MADISON – The sun is shining and free energy is all around, according to Claire Whitcomb, chairwoman of the Madison Environmental Commission.
To help residents take advantage of summer’s abundant solar power, the Madison Environmental Commission has invited Frank Curran, president of Green House Solar of 192 Main St. in Madison to give a free online talk on “Is Solar Right for Your Home?” The event will be held at 7 p.m. Wednesday, July 29, via Zoom. Registration is required at madisonsolar.eventbrite.com.
Curran will offer an overview of local solar projects, which include houses with shade, tricky roofs and electric vehicle (EV) charging stations. He will also dig into financial incentives for the purchase and leasing of solar and battery backup systems.
“It’s an opportune time to go solar,” Whitcomb explained. “Federal tax credits are still high, and New Jersey is a ‘solar-friendly’ state. Loans and leases for solar panels can help homeowners lock into low energy costs — without upfront investments.”
Whitcomb said about 60 Madison residents have installed solar panels on their homes, and several of them will join the discussion to share their experiences — and their energy bills, which are typically zero, or less.
“We’re thrilled to have a solar expert like Frank Curran who knows Madison so well,” remarked Madison Borough Councilwoman Maureen Byrne, the council’s liaison to the Environmental Commission.

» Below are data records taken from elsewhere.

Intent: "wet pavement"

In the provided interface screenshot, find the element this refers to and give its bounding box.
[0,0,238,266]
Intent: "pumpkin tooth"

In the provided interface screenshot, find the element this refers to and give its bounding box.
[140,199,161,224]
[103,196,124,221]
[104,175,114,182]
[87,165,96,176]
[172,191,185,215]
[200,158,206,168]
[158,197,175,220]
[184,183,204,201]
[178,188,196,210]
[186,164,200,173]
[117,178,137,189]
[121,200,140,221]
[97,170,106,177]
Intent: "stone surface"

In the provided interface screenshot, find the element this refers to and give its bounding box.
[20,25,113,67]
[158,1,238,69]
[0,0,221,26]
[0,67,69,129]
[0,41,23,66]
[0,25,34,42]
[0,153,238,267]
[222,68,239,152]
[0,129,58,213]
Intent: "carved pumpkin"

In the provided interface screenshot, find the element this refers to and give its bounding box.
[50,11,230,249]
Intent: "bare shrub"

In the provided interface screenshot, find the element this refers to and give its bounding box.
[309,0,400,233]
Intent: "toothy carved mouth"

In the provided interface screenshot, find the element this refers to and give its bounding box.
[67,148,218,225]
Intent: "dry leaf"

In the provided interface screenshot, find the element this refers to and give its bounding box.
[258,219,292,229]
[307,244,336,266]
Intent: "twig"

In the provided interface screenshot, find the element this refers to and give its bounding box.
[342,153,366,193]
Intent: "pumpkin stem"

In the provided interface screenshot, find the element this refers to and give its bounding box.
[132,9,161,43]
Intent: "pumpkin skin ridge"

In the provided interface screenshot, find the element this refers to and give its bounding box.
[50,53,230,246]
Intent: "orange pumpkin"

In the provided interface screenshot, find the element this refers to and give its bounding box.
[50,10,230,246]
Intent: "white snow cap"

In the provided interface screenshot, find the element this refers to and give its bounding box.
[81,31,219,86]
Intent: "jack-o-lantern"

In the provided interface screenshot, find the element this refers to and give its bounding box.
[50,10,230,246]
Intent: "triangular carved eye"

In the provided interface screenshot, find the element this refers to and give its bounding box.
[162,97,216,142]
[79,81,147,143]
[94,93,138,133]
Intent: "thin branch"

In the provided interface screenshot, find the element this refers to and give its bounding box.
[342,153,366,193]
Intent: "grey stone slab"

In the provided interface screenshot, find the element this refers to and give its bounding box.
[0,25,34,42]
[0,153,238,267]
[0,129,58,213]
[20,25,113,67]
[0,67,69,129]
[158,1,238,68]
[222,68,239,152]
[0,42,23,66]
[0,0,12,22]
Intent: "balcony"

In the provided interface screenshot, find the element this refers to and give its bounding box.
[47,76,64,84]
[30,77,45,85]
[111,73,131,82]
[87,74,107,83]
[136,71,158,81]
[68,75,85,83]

“Clean energy is both a state mandate and a community challenge,” Byrne said. “The more we learn about alternative energy, the better prepared we will be to fight climate change and its detrimental impacts.”
Zero Utility Bills
Whitcomb said solar energy systems in Madison can be sized to accommodate up to 100 percent of a homeowner’s annual usage, based on the past 12 months of utility bills. “During the day, energy is used directly by the homeowner; any excess flows back into the local energy grid,” Whitcomb noted. “At night, electricity is drawn from the grid to power lights and appliances.
“At the end of the year, homeowners are given a payment if they generate more energy than they use.
“Just in my neighborhood, four people have solar panels that power their homes,” Whitcomb pointed out.
“We love getting our utility bills. Mine has been zero since 2018.”